NFL Turns to Courts to Stop State Sports Betting Plan
The National Football League, having found that its disapproval is not enough to prevent Delaware legislators from acting in the state's best interest in installing a sports betting program, is turning to the judicial system to get its way. The NFL's attorneys have filed a brief with the Delaware Supreme Court asking that the sports gambling lottery be struck down for violating lottery laws that require games to be luck-based.Governor Jack Markell had already asked the court to render an opinion on the sports wagering bill. The NFL says the justices should throw out the law and demand the legislature set up a framework of "clear standards" for lottery games.
Ironically to many poker players and gambling patrons, the NFL is contending that betting on sports is a game mostly of skill, with chance being the lesser of the determinants. Delaware's law on the lottery states games must be predominantly chance.
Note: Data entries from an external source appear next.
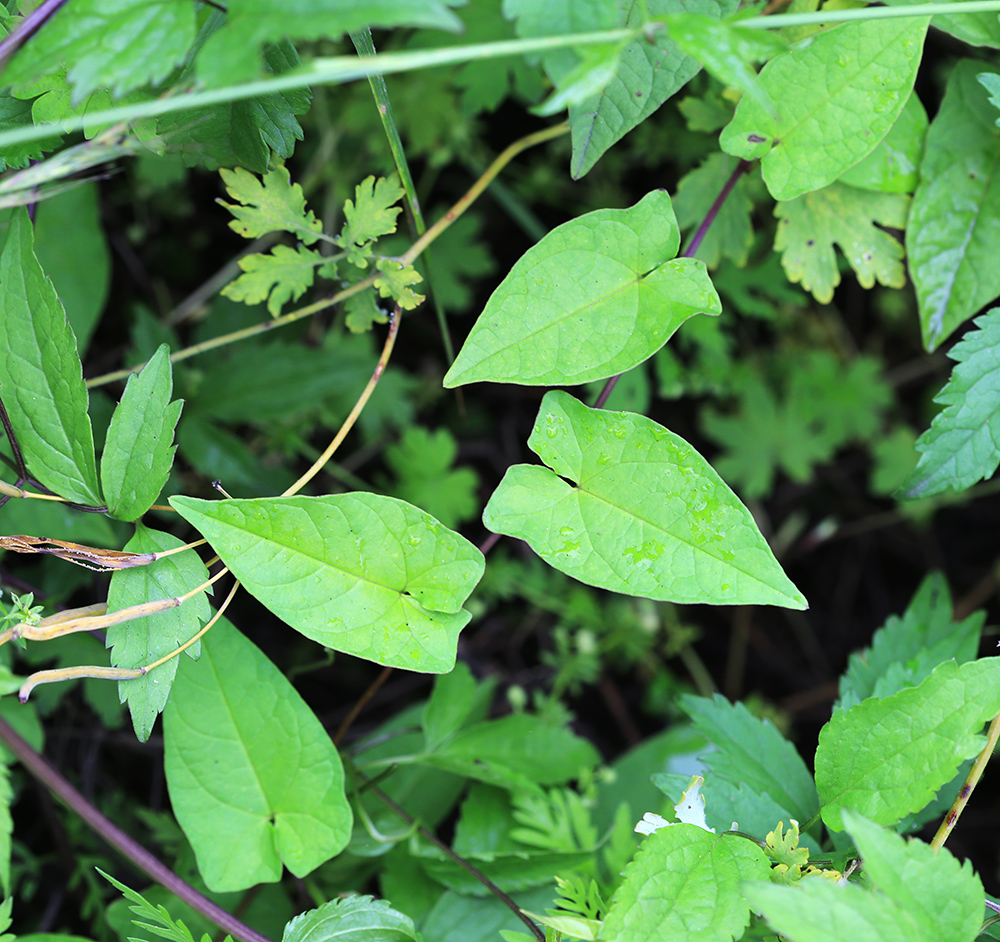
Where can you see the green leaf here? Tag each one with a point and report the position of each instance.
(282, 276)
(368, 575)
(41, 379)
(241, 133)
(456, 696)
(254, 780)
(369, 215)
(143, 640)
(942, 895)
(809, 226)
(597, 296)
(354, 919)
(647, 73)
(71, 247)
(962, 446)
(750, 751)
(815, 910)
(139, 450)
(886, 758)
(730, 234)
(422, 463)
(394, 282)
(521, 744)
(645, 515)
(728, 51)
(953, 232)
(850, 84)
(684, 883)
(121, 46)
(232, 54)
(271, 203)
(893, 167)
(905, 650)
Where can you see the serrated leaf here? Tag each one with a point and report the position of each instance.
(232, 55)
(684, 883)
(905, 650)
(645, 514)
(752, 752)
(394, 282)
(143, 640)
(354, 919)
(245, 132)
(728, 51)
(139, 450)
(893, 167)
(70, 243)
(271, 203)
(953, 232)
(730, 234)
(254, 780)
(41, 378)
(962, 446)
(886, 758)
(368, 575)
(121, 45)
(368, 216)
(809, 226)
(597, 296)
(944, 896)
(283, 275)
(647, 74)
(819, 911)
(850, 84)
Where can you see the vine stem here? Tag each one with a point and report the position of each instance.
(292, 316)
(971, 780)
(383, 361)
(132, 850)
(461, 861)
(742, 167)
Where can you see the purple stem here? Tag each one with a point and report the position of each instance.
(30, 25)
(40, 768)
(742, 167)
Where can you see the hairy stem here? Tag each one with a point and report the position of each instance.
(141, 858)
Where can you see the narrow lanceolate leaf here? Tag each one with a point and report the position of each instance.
(368, 575)
(850, 84)
(254, 780)
(139, 449)
(953, 233)
(684, 883)
(886, 758)
(597, 296)
(41, 379)
(962, 446)
(751, 751)
(144, 640)
(943, 896)
(354, 919)
(626, 505)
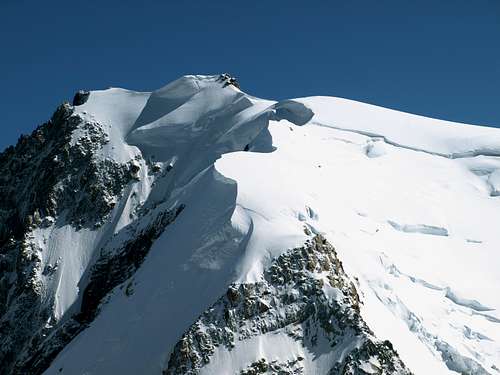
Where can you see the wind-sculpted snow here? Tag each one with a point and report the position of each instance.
(102, 273)
(406, 130)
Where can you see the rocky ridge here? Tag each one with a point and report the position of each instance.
(306, 294)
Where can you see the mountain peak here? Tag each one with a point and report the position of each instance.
(197, 229)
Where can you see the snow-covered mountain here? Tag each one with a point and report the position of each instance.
(200, 230)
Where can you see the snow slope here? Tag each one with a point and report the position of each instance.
(410, 203)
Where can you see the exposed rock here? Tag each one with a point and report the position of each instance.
(305, 294)
(81, 97)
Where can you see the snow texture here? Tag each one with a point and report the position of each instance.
(411, 205)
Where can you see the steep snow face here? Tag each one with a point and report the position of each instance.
(410, 204)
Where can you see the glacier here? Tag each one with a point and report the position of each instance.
(410, 204)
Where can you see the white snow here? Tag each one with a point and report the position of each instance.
(409, 203)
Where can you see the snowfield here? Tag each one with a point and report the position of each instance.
(411, 205)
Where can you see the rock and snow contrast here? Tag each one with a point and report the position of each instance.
(199, 230)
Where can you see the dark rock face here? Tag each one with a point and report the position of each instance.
(109, 272)
(292, 300)
(81, 97)
(54, 170)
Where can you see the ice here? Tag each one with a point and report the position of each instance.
(406, 200)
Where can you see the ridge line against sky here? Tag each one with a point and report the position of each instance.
(436, 59)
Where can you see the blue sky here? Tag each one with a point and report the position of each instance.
(435, 58)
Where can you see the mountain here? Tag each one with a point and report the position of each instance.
(197, 229)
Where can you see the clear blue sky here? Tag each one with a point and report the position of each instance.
(435, 58)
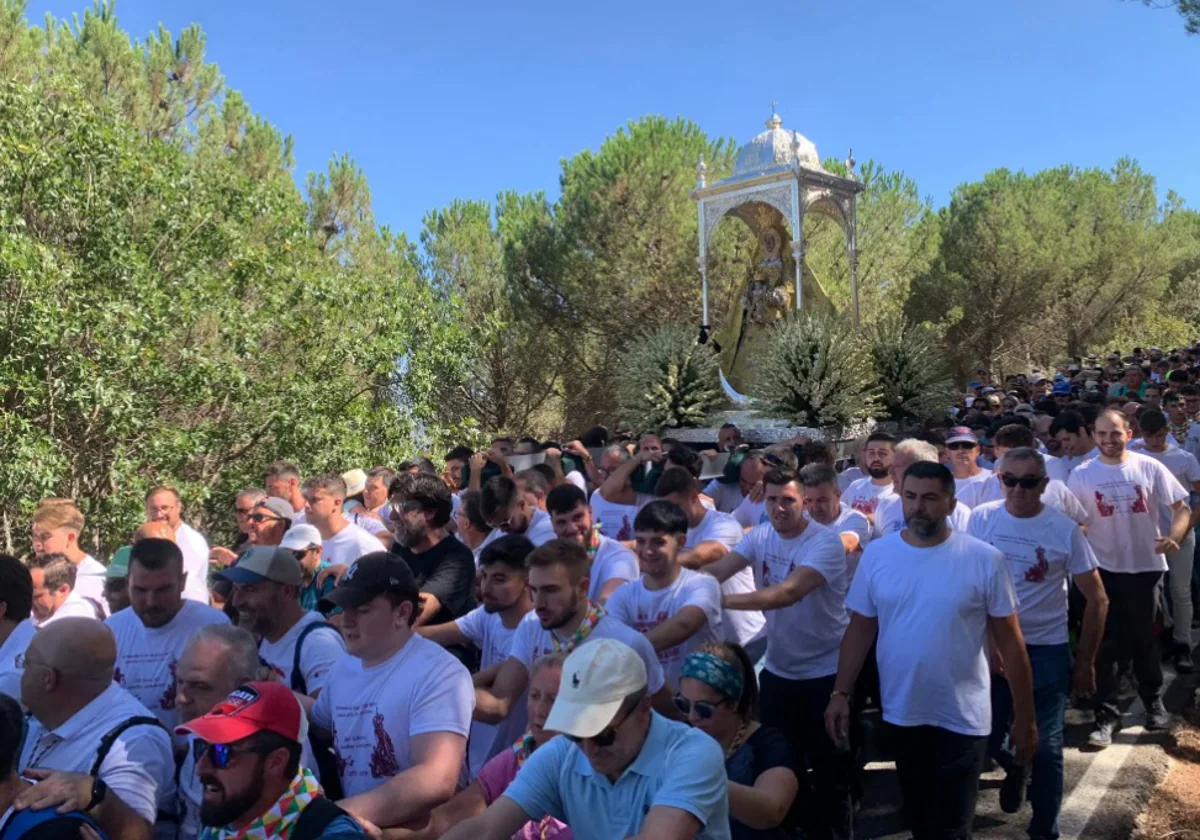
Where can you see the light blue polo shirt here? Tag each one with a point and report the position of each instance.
(678, 767)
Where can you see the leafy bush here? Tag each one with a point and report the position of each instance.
(669, 381)
(912, 371)
(815, 371)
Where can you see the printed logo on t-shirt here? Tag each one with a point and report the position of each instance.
(864, 505)
(383, 757)
(1037, 573)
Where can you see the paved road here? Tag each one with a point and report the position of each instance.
(1104, 791)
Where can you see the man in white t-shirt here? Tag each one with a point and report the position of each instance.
(490, 628)
(399, 706)
(509, 510)
(711, 537)
(933, 597)
(16, 622)
(1045, 551)
(610, 563)
(217, 659)
(283, 481)
(964, 450)
(58, 525)
(889, 516)
(823, 505)
(864, 495)
(1072, 430)
(342, 541)
(1056, 495)
(1122, 492)
(54, 593)
(153, 631)
(676, 607)
(163, 504)
(1186, 469)
(75, 706)
(802, 577)
(297, 645)
(559, 586)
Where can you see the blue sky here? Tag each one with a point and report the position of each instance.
(465, 99)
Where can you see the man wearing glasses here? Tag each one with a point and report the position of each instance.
(1042, 549)
(250, 768)
(619, 771)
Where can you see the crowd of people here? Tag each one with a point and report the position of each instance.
(603, 645)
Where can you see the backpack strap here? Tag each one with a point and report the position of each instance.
(315, 819)
(298, 681)
(111, 737)
(22, 822)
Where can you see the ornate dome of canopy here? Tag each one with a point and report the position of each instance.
(775, 149)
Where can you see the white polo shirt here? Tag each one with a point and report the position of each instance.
(196, 562)
(139, 767)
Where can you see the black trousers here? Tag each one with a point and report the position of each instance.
(939, 773)
(796, 707)
(1128, 634)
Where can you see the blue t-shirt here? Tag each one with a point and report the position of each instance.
(558, 780)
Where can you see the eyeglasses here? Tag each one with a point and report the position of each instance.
(609, 737)
(703, 708)
(1024, 481)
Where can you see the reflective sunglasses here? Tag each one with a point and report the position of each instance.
(1024, 481)
(705, 711)
(607, 738)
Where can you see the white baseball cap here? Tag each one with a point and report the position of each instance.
(300, 537)
(597, 679)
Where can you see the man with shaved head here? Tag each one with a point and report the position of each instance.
(1122, 493)
(91, 745)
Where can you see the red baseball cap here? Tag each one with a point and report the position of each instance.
(251, 708)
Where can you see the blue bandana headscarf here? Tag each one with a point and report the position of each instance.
(715, 672)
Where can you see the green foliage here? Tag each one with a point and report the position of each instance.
(911, 369)
(815, 371)
(669, 381)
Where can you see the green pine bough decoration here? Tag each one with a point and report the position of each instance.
(669, 381)
(814, 370)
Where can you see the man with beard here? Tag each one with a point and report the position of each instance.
(251, 775)
(567, 618)
(490, 628)
(443, 567)
(1122, 492)
(90, 745)
(610, 563)
(163, 504)
(153, 633)
(297, 645)
(864, 495)
(934, 597)
(217, 659)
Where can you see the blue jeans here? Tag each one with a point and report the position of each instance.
(1051, 684)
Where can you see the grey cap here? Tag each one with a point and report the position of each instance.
(265, 563)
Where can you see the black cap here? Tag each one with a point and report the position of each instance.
(367, 577)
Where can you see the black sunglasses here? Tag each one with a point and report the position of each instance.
(1024, 481)
(703, 708)
(605, 739)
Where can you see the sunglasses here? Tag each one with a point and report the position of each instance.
(1023, 481)
(609, 737)
(705, 711)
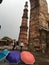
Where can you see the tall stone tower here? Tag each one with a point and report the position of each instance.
(24, 28)
(38, 12)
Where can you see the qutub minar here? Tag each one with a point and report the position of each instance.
(38, 26)
(38, 38)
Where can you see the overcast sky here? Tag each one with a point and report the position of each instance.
(11, 12)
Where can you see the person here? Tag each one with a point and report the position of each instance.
(15, 43)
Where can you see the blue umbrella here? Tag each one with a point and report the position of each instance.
(3, 54)
(14, 57)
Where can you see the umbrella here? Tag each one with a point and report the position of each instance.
(27, 57)
(14, 57)
(3, 54)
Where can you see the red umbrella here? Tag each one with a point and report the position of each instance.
(27, 57)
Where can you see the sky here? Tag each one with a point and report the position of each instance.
(11, 12)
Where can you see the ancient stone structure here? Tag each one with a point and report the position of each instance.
(38, 31)
(24, 28)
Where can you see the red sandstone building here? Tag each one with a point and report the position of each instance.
(38, 25)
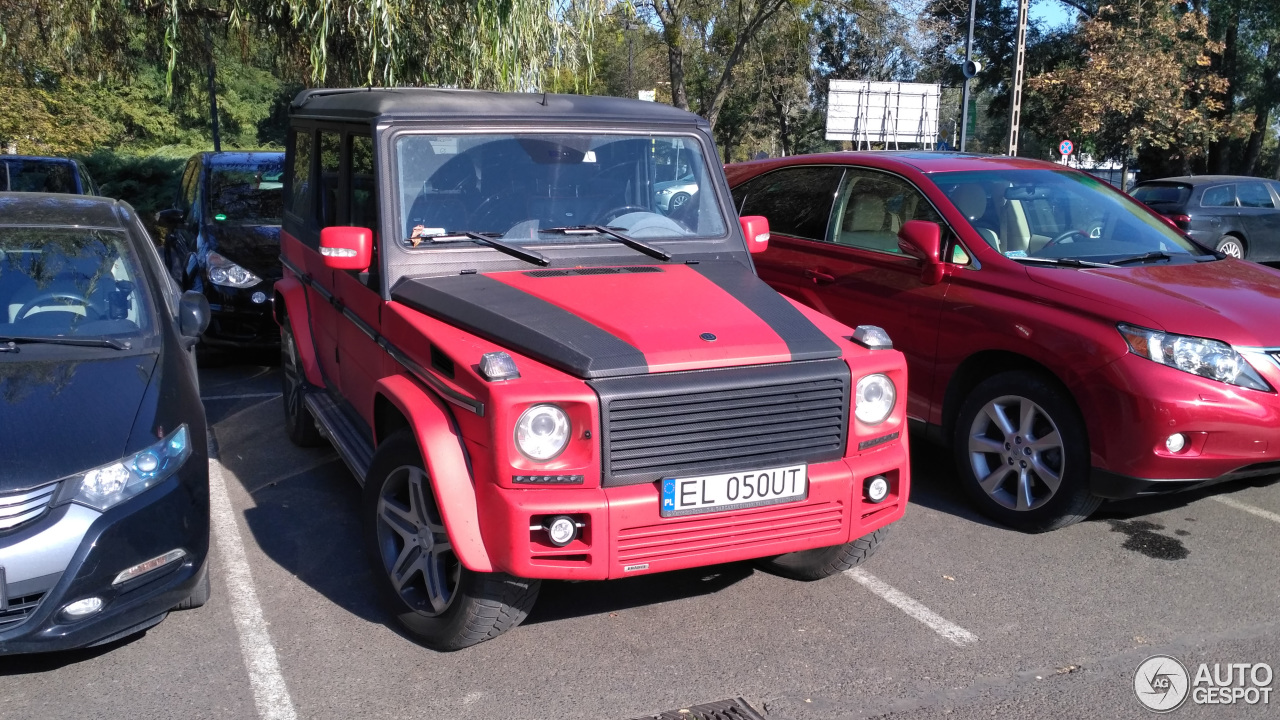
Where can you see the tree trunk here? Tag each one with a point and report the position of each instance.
(672, 33)
(1255, 147)
(1220, 150)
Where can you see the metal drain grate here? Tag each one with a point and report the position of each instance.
(735, 709)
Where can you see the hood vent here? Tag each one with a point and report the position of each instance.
(566, 272)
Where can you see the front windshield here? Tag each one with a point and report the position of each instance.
(520, 187)
(36, 176)
(71, 282)
(250, 194)
(1059, 214)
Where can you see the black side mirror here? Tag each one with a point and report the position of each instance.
(170, 218)
(192, 317)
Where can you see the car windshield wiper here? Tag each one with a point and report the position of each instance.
(1063, 261)
(14, 341)
(1143, 258)
(513, 250)
(657, 254)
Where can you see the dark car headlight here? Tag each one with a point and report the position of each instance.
(227, 273)
(108, 486)
(1201, 356)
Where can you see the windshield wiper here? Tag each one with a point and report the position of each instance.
(1143, 258)
(14, 341)
(513, 250)
(1064, 261)
(657, 254)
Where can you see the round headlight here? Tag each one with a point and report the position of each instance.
(542, 432)
(874, 399)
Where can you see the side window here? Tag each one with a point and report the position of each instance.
(362, 183)
(872, 208)
(796, 200)
(330, 154)
(300, 173)
(1253, 195)
(1220, 196)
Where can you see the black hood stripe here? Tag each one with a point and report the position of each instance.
(804, 340)
(512, 318)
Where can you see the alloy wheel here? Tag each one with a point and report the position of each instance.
(415, 548)
(1016, 452)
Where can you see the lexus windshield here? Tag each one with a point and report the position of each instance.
(528, 188)
(64, 282)
(1059, 214)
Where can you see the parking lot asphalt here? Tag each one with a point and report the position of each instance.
(952, 616)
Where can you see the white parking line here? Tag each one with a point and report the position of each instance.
(904, 602)
(1247, 507)
(270, 693)
(245, 396)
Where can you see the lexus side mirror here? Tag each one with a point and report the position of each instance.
(170, 218)
(192, 315)
(923, 241)
(755, 229)
(347, 249)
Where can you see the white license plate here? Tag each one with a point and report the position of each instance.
(730, 491)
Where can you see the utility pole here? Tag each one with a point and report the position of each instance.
(1015, 94)
(970, 69)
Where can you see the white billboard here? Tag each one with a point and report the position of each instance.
(894, 113)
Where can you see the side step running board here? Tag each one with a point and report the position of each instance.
(342, 432)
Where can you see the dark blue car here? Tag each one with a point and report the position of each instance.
(223, 241)
(104, 481)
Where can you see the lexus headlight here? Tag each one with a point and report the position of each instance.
(1196, 355)
(224, 272)
(110, 484)
(542, 432)
(874, 399)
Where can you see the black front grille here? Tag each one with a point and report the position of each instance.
(705, 422)
(18, 610)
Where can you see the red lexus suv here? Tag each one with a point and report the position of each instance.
(1070, 345)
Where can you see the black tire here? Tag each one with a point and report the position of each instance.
(1233, 246)
(298, 423)
(200, 593)
(823, 561)
(469, 607)
(1020, 466)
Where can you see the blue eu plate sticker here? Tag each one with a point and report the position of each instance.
(668, 493)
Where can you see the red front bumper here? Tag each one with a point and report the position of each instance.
(625, 534)
(1138, 404)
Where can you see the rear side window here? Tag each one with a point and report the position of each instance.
(1253, 195)
(796, 200)
(1220, 196)
(1162, 194)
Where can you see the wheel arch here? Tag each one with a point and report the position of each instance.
(289, 300)
(986, 364)
(401, 404)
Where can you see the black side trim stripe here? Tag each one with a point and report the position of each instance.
(528, 324)
(419, 372)
(804, 340)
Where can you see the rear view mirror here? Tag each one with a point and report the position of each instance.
(755, 229)
(923, 241)
(347, 249)
(192, 315)
(170, 218)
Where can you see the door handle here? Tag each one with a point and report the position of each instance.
(818, 277)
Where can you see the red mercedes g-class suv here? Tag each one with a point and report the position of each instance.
(539, 369)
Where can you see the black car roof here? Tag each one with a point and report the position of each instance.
(429, 104)
(62, 210)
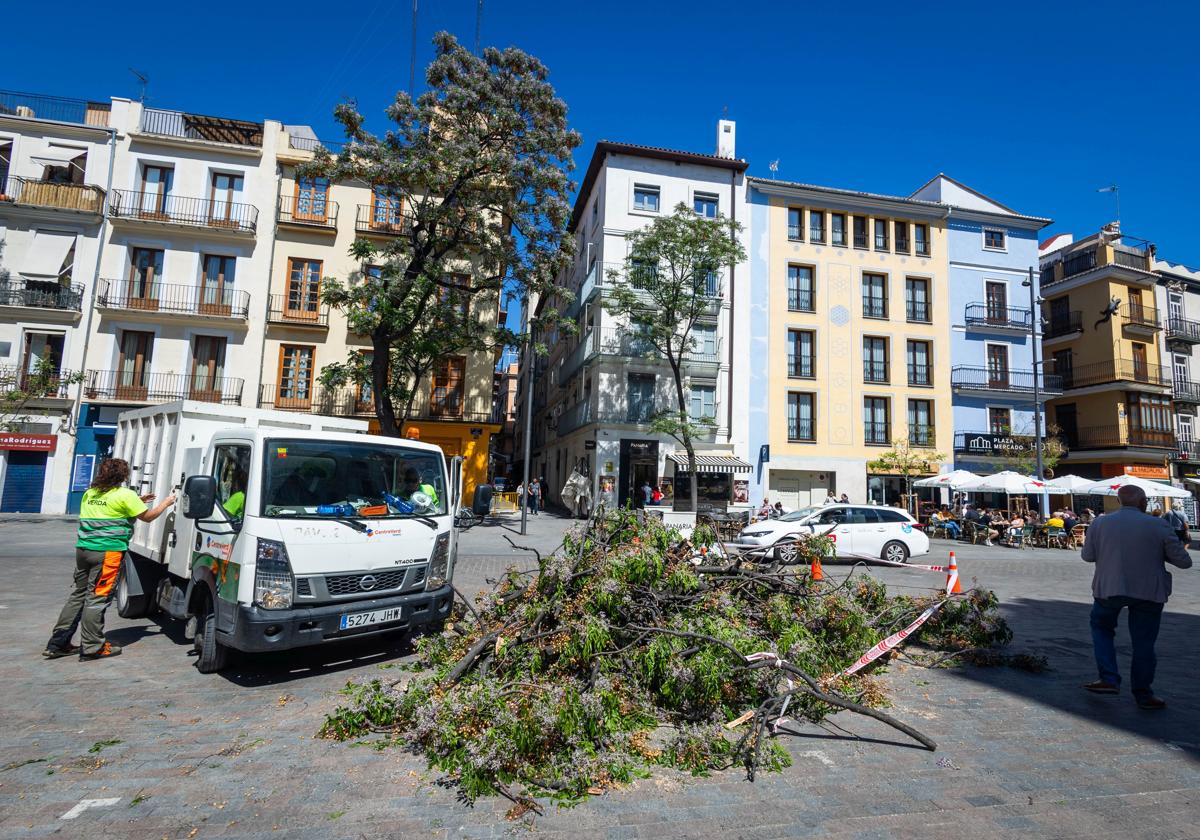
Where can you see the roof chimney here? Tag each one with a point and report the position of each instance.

Poker laws frequently are contested on the basis that poker, as a game of skill, does not qualify for laws against gambling which define illegal gaming as games of chance.
"Chance does not mean pure chance," wrote Andre Bouchard, an attorney presenting the court with a brief in favor of the law. He added that industry-standard betting lines have prevented gamblers from winning "consistently on the basis of skill against such betting lines."
"If a game is predominantly one of chance," wrote the NFL's legal team., "it will not matter who is doing the picking -- a skilled expert, or a monkey choosing at random."
Perhaps the court will use that statement and then examine such evidence as found on ESPN.com, which documented a two-year contest between columnist Bill Simmons and his wife. Each picked all NFL games against the spread, Simmons using his encyclopedic professional knowledge of the NFL, his wife picking based on uniform colors and feelings regarding cities represented.
After two years, Simmons' wife had picked more accurately both seasons. She was slightly over fifty percent, Simmons slightly under. This would seem to use the NFL's own argument to defeat it.